Example of the algorithm being used:
With {8 4 5 3 2 7}: (target array {2 3 4 5 7 8})
Step 2: 2 <> 7, 2 <> 8
Array is now {2, 4, 5, 3, 7, 8}
Choice between 3.1 and 3.2:
3.1 gives 3 <> 5, 3 <> 4
3.2 gives 2 <> 3, 2 <> 5, 2 <> 4, 2 <> 3
3 <> 5, 3 <> 4 is the better result
Conclusion: 2 <> 7, 2 <> 8, 3 <> 5, 3 <> 4 is the best answer.
With {1 8 9 7 6} (resulting array {1 6 7 8 9})
You're beginning at step three already
Choice between 3.1 and 3.2:
3.1 gives 6 <> 9, 6 <> 7, 6 <> 8 (total: 42)
3.2 gives 1 <> 6, 1 <> 9, 1 <> 7, 1 <> 8, 1 <> 6 (total: 41)
So 1 <> 6, 1 <> 9, 1 <> 7, 1 <> 8, 1 <> 6 is the best result
This smells like homework. What you need to do is sort the array but doing so while minimizing cost of swaps. So, it's a optimization problem rather than a sorting problem.
A greedy algorithm would despite this work, all you do is that you fix the solution by swapping the cheapest first (figuring out where in the list it belongs). This is however, not necessarily optimal.
As long as you never swap the same element twice a greedy algorithm should be optimal though.
Anyway, back to the dynamic programming stuff, just build your solution tree using recursion and then prune the tree as you find a more optimal solutions. This is pretty basic recursion.
If you a more complicated sorting algorithm you'll have a lot more difficulty puzzling that together with the dynamic programming so I suggest you start out with a simple, slow O(n^2) sort. And build on top of this.
Rather than to provide you with a solution, I'd like to explain how dynamic programming works in my own words.
The first thing you need to do, is to figure out an algorithm that will explore all possible solutions (this can be a really stupid brute force algorithm).
You then implement this using recursion because dynamic programming is based around being able to figure out overlapping sub problems quickly, ergo recursion.
At each recursive call you look up where you are in your solution and check where you've computed this part of the solution tree before, if you have done this, you can test whether the current solution is more optimal, if it is then you continue, otherwise you're done with this branch of the problem.
When you arrive at the final solution you will have solved the problem.
Think of each recursive call as a snapshot of a partial solution. It's your job to figure how each recursive call fits together in the final optimal solution.
This what I recommend you do:
Write a recursive sort algorithm
Add a parameter to your recursive function that maintains the cost of this execution path, as you sort the array, add to this cost. For every possible swap at any given point do another recursive call (this will branch your solution tree)
Whenever you realize that the cost of the solution you are currently exploring exceeds what you already have somewhere else, abort (just return).
To be able to answer the last question you need to maintain shared memory area in which you can index depending on where you are in you're recursive algorithm.
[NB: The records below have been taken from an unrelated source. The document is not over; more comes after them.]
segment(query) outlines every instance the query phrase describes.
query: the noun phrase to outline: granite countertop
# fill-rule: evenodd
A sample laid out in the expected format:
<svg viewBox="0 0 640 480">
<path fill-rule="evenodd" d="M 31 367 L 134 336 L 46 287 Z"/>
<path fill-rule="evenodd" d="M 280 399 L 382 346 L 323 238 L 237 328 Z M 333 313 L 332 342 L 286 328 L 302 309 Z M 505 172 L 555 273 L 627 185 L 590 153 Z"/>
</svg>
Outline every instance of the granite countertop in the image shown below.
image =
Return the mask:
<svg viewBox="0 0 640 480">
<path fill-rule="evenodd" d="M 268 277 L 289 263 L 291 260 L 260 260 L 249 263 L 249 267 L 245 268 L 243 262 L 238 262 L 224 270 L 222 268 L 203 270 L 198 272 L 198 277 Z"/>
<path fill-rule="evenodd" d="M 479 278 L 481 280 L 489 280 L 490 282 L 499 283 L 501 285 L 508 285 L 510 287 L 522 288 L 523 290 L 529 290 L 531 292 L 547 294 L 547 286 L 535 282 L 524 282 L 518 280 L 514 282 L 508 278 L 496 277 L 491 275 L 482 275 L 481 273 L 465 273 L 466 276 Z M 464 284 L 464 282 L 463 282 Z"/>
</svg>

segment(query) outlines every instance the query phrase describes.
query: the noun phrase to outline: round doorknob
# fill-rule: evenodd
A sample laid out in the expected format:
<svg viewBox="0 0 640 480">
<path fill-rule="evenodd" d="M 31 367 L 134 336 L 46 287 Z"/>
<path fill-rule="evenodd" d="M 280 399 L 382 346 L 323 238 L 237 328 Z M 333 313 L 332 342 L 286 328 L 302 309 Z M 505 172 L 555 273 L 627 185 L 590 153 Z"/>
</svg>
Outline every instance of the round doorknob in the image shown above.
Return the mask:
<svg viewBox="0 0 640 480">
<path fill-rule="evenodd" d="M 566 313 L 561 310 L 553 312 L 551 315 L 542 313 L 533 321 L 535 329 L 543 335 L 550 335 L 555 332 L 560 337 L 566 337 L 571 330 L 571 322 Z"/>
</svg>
If there's a precomputed cost there you just return that value and don't continue processing (this is the pruning, which makes it fast).
Using this method you can even base your solution on a permutation brute force algorithm, it will probably be very slow or memory intensive because it is stupid when it comes to when you branch or prune but you don't really need a specific sort algorithm to make this work, it will just be more efficient to go about it that way.
Good luck!
If you do a high-low selection sort, you can guarantee that the Nth greatest element isn't swapped more than N times. This a simple algorithm with a pretty easy and enticing guarantee... Maybe check this on a few examples and see how it could be tweaked. Note: this may not lead to an optimal answer...
To find the absolute minimal cost you'll have to try all ways to swap and then find the fastest one.
def recsort(l, sort):
if sorted(l2):
if min>cost:
cost=min
bestsort=sort
if(len(sort) > len(l)*len(l)): //or some other criteria
return
for p1 in (0,len(l)):
for p2 in (0,len(l)):
cost += l[p1] + l[p2]
l2 = swap(l, p1,p2)
if cost<min:
recsort(l2, append sort (p1,p2))
An approach that will be pretty good is to recursively place the biggest value at the top.